RuntimeError: Could not save _csm: maximum recursion depth exceeded

166 views
Skip to first unread message

Clara Duverger

unread,
Sep 28, 2022, 1:15:11 PM9/28/22
to OpenQuake Users
Hi there,

Is someone has an idea of what is the meaning of this OpenQuake engine error:

RuntimeError: Could not save _csm: maximum recursion depth exceeded while pickling an object in /home/oqdata/calc_XXX.hdf5

How to resolve this issue ?
I'm running oq version 3.15.0.

Cheers,

Peter Pažák

unread,
Sep 28, 2022, 2:22:56 PM9/28/22
to OpenQuake Users
Hi, this is interesting, could you share the source to reproduce the error?
(Maybe not so important: Is it Windows, Mac or Linux?)

Peter

Dátum: streda 28. septembra 2022, čas: 19:15:11 UTC+2, odosielateľ: Clara Duverger

Clara Duverger

unread,
Oct 4, 2022, 6:14:38 AM10/4/22
to openqua...@googlegroups.com

Hi there,
I did some more tests and it seems to be related to the number of branchsets or branches in total in the logic tree.
Here are the sources to reproduce the error. They are not a all optimized (not a minimal example).
I run calculation on Ubuntu 18.
Cheers,


--
You received this message because you are subscribed to a topic in the Google Groups "OpenQuake Users" group.
To unsubscribe from this topic, visit https://groups.google.com/d/topic/openquake-users/aRrAgglesmo/unsubscribe.
To unsubscribe from this group and all its topics, send an email to openquake-use...@googlegroups.com.
To view this discussion on the web visit https://groups.google.com/d/msgid/openquake-users/dbcc7dab-16bb-4229-adef-48f576418fbdn%40googlegroups.com.
gmpe_logic_tree_test.xml
job.ini
source_model_1.xml
source_model_2.xml
source_model_3.xml
source_model_logic_tree_test.xml

Michele Simionato

unread,
Oct 4, 2022, 8:12:32 AM10/4/22
to OpenQuake Users
Go in the source code, in the file openquake/baselib/parallel.py. There is a line 

sys.setrecursionlimit(1200)

Raise a bit the limit. I checked that  

sys.setrecursionlimit(1500)

is enough to make your problem disappear. Otherwise upgrade to the current master.
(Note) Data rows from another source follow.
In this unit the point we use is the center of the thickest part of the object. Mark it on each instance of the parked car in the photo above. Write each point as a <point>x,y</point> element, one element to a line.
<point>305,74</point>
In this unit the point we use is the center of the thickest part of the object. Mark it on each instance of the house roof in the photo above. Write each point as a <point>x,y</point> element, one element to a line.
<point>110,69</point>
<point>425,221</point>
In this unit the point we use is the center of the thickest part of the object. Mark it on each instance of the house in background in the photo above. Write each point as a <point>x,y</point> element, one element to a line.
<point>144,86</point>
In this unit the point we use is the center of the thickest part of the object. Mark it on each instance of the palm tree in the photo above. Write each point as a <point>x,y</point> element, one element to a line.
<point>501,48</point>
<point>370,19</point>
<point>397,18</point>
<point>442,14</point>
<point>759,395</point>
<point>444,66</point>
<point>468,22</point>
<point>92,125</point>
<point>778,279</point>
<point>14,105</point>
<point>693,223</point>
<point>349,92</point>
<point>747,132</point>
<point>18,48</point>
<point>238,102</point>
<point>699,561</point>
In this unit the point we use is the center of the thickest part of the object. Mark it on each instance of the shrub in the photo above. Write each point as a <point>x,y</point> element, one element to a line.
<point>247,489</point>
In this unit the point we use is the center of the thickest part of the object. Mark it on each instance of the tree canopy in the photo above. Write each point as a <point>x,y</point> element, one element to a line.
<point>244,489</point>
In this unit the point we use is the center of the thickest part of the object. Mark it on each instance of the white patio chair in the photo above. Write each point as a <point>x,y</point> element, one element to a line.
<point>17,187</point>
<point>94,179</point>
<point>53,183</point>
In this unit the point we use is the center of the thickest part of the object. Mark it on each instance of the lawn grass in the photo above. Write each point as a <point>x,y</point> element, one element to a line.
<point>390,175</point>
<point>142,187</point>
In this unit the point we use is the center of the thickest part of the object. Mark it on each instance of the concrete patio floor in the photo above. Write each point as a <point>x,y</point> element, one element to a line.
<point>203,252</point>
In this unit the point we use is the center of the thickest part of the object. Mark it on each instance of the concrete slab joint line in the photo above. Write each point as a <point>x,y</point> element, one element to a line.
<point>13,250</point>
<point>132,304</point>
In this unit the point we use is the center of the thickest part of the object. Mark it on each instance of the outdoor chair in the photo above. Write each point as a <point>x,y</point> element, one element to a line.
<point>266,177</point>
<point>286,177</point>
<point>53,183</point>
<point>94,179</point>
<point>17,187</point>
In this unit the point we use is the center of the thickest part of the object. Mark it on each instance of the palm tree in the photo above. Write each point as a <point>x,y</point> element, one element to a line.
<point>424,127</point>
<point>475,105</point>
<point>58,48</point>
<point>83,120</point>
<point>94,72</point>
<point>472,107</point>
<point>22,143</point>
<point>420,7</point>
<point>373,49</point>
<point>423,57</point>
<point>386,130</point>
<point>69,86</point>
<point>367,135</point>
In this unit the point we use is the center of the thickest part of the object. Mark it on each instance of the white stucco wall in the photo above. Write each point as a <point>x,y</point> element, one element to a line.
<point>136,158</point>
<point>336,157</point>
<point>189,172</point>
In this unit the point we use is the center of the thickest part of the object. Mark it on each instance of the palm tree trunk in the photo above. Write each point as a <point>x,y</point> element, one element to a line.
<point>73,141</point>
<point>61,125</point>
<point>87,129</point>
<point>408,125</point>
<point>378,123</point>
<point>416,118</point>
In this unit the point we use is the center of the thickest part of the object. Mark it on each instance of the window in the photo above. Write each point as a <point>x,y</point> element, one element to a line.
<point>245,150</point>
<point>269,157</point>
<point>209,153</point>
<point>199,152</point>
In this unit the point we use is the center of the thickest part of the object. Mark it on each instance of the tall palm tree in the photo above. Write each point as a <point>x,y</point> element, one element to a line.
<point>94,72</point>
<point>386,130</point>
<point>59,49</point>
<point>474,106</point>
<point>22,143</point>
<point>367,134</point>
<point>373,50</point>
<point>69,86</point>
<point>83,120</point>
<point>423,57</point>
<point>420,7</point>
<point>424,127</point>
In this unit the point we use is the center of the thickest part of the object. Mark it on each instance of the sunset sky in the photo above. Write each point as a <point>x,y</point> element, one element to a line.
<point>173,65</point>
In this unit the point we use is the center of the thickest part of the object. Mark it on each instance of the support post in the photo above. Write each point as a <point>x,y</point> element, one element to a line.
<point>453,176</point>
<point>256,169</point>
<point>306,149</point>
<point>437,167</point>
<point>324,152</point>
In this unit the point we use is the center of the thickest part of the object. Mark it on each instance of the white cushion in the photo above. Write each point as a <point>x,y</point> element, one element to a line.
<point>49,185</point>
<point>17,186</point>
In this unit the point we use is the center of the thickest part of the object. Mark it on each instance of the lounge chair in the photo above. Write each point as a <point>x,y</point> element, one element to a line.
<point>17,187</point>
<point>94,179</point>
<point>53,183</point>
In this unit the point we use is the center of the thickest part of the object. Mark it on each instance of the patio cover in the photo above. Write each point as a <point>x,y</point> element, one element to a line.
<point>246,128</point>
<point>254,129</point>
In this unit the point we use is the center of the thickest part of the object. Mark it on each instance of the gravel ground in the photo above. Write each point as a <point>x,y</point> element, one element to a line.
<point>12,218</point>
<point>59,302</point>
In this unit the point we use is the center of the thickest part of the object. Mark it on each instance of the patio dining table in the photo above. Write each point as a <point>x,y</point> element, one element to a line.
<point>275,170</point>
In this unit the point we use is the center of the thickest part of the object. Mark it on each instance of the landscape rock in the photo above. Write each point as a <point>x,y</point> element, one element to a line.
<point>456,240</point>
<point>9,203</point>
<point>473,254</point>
             Michele Simionato

Clara Duverger

unread,
Oct 4, 2022, 11:07:50 AM10/4/22
to openqua...@googlegroups.com
Ok, thank you Michele, I increase the limit to 1800 for another calculation to work.
Could you explain me if this limit is correlated to the total number of branches in the logic tree ? Or how to better set it (if important) according to which parameter ?
I have a default value of 3000 on my system.
Cheers,

--
You received this message because you are subscribed to a topic in the Google Groups "OpenQuake Users" group.
To unsubscribe from this topic, visit https://groups.google.com/d/topic/openquake-users/aRrAgglesmo/unsubscribe.
To unsubscribe from this group and all its topics, send an email to openquake-use...@googlegroups.com.

Michele Simionato

unread,
Oct 4, 2022, 11:26:54 AM10/4/22
to OpenQuake Users
On Tuesday, October 4, 2022 at 5:07:50 PM UTC+2 Clara Duverger wrote:
Ok, thank you Michele, I increase the limit to 1800 for another calculation to work.
Could you explain me if this limit is correlated to the total number of branches in the logic tree ? Or how to better set it (if important) according to which parameter ?

I have NO IDEA of what is happening here. The pickle algorithm is recursive and for some reason the structures in the source model require a high degrees of recursion for your kind of logic trees.
An investigation would be long and difficult and maybe without a better answer than to increase the recursion limit, so I am reluctant to spend more time on it, given that you are the only ones with
this issue, at least to my knowledge. The most that I can do is to raise again the limit in the engine.

        Michele

gcontre...@gmail.com

unread,
Oct 5, 2022, 7:27:39 AM10/5/22
to OpenQuake Users
Hi, I am doing the same test than Clara and I applided the advise of Micheli on "sys.setrecursionlimit(1500)
I used 1800 : or the first run  worked usign a "full" propagation uncertainty 50 branches.
Then when I try an other model,  there is the following error:

INFO:root:Upgrade completed in 0.00022029876708984375 seconds
WARNING:root:DB server started with /home/h63357/venv/bin/python on tcp://127.0.0.1:1908, pid 13211
Waiting for jobs [112, 113, 114, 115, 116, 117, 118, 119]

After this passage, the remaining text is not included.